Présentation de l'éditeur :
" Vous voyez la montagne, ces collines pareilles à des vagues ; vous voyez des bois et des vergers, le grain mûr des champs, les prairies qui dévalent jusqu'à la rivière. Vous me voyez debout à côté de vous ; vous entendez ma voix. Mais je vous dis, moi, que toutes ces choses - oui, depuis l'étoile qui vient de s'allumer au ciel, jusqu'au sol que nous éprouvons du pied -, je vous dis que tout cela n'est que du rêve et des ombres, les ombres mêmes qui nous voilent le monde réel. Il y a un monde réel ; mais il est sous cet éclat et sous ces visions, [...] derrière tout cela comme si un voile nous le cachait. Je ne sais si jamais un être humain a soulevé ce voile ; mais je sais que cette nuit, et devant vous et moi, Clarke, il le sera pour d'autres yeux. Peut-être trouverez-vous tout ceci étrange, insensé même : étrange, soit, mais réel ; et les anciens savaient ce que c'est que "lever le voile". Ils appelaient cela voir le dieu Pan. "

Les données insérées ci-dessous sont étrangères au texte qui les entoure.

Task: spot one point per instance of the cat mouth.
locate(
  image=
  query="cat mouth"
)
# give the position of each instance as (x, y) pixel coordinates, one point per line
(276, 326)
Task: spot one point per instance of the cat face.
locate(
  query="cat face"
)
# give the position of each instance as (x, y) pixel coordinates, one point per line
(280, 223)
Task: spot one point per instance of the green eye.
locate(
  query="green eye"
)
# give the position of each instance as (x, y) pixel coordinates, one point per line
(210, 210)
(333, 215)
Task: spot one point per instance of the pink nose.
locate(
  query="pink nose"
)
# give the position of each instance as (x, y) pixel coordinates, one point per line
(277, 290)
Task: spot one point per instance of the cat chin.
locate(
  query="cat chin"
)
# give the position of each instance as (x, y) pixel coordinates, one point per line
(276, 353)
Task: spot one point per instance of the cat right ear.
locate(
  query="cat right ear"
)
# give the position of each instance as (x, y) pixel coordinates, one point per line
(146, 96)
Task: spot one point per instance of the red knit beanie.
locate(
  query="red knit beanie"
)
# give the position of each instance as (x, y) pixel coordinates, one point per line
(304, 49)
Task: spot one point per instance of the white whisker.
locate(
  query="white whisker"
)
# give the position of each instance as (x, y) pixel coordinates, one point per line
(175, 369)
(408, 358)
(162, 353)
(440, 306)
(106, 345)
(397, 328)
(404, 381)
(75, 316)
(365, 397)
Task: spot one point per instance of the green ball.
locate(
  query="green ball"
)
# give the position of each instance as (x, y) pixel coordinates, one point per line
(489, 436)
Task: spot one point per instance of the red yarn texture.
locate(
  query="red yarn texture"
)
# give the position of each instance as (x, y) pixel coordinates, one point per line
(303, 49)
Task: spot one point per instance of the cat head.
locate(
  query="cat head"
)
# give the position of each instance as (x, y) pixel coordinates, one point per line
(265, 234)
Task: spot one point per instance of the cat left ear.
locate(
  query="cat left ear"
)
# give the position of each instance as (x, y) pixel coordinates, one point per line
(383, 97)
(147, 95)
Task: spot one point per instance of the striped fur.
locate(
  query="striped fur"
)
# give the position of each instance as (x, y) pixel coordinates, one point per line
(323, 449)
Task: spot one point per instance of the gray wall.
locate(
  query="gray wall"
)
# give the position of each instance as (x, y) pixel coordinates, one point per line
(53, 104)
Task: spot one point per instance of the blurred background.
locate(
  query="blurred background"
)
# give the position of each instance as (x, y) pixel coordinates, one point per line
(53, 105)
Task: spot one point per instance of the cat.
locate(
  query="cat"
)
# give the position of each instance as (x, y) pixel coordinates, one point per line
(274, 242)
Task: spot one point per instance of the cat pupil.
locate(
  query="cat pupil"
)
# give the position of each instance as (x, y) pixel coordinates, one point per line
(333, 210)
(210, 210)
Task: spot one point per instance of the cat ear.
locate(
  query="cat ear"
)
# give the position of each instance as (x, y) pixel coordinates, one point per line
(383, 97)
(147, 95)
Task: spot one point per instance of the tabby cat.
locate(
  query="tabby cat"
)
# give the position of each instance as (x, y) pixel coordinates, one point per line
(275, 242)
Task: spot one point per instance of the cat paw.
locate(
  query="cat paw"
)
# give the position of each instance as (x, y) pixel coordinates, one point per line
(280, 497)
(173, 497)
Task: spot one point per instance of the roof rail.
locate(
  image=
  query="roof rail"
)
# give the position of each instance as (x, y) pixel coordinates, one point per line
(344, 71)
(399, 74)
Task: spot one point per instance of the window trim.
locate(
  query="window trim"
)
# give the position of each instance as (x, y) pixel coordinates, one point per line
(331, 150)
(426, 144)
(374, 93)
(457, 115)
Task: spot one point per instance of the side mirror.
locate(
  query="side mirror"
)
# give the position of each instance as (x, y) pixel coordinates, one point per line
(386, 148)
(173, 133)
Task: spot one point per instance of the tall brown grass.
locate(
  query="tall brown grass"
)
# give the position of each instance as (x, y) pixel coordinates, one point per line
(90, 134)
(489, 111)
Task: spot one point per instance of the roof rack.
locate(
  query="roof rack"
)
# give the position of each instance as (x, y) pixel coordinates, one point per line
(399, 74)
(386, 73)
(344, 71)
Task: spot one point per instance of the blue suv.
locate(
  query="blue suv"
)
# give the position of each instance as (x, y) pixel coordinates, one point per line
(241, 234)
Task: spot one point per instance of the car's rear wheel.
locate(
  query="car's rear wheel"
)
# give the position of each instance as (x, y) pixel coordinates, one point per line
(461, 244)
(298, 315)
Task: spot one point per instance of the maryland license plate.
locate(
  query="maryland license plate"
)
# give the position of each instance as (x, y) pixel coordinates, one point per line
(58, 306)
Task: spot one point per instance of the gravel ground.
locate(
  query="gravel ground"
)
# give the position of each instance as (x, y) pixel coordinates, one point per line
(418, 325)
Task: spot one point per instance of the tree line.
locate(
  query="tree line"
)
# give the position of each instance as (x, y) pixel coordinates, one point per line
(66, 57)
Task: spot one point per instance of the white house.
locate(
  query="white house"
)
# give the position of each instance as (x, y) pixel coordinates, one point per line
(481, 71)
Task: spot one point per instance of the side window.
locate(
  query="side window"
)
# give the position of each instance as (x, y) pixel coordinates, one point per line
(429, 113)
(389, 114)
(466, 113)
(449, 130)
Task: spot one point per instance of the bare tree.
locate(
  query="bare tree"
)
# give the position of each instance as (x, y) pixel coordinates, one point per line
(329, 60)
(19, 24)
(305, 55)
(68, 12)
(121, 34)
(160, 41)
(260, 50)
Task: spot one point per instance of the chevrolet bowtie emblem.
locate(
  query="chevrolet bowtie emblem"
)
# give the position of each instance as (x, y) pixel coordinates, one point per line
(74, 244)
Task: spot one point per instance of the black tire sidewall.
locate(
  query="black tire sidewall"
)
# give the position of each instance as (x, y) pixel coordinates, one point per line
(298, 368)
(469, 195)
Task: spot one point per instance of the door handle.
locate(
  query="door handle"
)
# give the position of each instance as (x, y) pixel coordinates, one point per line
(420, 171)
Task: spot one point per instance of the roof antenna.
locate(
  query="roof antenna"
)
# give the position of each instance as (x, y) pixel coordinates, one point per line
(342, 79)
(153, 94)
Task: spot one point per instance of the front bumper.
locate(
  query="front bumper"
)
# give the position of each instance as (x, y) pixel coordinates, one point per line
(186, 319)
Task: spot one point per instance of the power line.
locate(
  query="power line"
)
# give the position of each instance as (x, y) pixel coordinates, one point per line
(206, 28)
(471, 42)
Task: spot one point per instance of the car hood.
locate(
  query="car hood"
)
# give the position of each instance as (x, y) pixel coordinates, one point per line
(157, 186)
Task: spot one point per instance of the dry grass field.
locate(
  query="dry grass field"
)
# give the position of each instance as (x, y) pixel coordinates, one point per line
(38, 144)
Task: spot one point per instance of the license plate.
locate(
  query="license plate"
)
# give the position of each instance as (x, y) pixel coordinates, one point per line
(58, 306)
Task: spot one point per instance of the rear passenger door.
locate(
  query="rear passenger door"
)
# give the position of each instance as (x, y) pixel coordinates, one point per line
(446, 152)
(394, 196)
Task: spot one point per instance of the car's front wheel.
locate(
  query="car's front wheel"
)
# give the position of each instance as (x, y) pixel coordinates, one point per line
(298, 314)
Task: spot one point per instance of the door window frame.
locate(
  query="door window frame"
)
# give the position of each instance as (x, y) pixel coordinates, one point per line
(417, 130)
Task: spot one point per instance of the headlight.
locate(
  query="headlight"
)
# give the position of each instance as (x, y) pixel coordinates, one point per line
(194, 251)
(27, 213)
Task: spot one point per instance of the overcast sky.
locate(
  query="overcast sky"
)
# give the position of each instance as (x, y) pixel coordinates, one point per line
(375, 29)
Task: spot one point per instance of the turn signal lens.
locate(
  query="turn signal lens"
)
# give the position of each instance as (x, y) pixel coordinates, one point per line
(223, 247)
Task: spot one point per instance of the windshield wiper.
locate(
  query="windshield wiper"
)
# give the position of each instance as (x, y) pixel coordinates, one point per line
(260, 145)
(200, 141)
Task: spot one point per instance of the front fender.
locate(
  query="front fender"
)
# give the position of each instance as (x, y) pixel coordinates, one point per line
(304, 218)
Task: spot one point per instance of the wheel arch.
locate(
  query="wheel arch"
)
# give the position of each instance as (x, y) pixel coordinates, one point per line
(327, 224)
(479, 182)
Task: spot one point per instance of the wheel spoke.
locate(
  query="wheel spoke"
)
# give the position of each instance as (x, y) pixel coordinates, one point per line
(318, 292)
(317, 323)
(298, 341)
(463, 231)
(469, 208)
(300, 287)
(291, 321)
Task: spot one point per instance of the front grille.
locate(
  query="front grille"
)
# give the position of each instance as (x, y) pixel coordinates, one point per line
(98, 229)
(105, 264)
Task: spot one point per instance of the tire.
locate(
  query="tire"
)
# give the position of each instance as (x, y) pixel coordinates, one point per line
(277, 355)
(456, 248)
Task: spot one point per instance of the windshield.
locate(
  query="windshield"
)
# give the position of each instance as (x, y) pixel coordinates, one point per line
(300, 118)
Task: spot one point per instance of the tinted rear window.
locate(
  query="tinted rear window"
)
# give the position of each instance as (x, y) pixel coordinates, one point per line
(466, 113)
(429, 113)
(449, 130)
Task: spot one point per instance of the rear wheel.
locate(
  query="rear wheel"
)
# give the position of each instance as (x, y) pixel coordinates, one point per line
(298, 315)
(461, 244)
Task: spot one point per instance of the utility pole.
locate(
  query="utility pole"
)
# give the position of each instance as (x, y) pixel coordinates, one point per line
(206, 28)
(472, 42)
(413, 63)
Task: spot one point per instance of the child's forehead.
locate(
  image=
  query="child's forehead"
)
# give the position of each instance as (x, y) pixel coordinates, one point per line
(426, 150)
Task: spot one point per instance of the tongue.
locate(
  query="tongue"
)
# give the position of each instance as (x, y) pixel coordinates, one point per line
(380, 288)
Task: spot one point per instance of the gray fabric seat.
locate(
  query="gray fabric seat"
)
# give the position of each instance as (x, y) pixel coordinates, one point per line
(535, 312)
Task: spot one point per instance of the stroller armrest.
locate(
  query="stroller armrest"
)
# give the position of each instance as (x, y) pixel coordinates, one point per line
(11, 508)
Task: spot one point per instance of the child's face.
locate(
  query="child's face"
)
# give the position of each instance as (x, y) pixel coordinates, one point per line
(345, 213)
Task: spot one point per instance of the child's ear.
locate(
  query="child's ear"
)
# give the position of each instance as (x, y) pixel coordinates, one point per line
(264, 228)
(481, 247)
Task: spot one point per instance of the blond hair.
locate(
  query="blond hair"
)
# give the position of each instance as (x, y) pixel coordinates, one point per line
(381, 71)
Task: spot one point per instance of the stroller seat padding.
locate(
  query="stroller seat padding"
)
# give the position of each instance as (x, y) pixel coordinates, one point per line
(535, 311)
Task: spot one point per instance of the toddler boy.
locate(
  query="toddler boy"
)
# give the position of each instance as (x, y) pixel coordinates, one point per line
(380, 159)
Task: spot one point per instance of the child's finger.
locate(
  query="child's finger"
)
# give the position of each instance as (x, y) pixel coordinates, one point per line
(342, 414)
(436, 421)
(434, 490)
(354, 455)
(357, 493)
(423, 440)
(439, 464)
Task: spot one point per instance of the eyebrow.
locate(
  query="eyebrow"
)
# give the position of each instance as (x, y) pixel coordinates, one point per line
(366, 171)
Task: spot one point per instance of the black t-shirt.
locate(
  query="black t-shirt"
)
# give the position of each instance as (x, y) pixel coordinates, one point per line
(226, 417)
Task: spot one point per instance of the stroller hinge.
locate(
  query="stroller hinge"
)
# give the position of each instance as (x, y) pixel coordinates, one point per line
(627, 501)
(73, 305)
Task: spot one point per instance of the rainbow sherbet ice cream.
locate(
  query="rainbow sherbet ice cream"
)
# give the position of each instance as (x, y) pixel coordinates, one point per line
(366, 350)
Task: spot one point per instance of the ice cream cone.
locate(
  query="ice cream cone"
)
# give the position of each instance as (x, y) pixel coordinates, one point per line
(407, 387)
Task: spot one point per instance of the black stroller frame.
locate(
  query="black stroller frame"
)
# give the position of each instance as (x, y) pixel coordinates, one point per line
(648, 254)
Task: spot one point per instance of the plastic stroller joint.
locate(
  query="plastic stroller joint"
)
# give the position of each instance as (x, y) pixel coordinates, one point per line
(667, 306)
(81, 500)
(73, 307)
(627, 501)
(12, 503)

Pour que le voile se déchire devant le " grand Pan ", le Dr Raymond va user du scalpel et rien moins qu'inciser le cerveau de Mary, sa protégée. Cette opération chirurgicale renvoie-t-elle seulement à l'une de ces spectaculaires expériences dont raffola le XIXe siècle, à la fois scientiste et spirite ? Ou bien s'agit-il de convoquer quelque chose de plus archaïque et autrement plus redoutable - de questionner notre capacité à soutenir le regard de la divinité ? C'est de toute façon l'effroi qui est au rendez-vous : au drame de la jeune Mary va succéder une longue série d'événements aussi troublants que terribles.
Ce court roman d'Arthur Machen (1863-1947), qui compte parmi les plus célèbres de la littérature fantastique, est réédité dans la traduction qu'en donna le poète Paul-Jean Toulet (1867-1920) en 1901. Avec une préface d'Anne-Sophie Yoo qui en souligne les profondeurs spéculaires, et une couverture originale signée Philippe Druillet.
Cela faisait quelques temps que je voulais lire ce roman cité parmi les grands classiques du genre. Et c'est en lisant l'un des derniers romans de Stephen King, qui y faisait référence, que je me suis enfin décidé à me le procurer.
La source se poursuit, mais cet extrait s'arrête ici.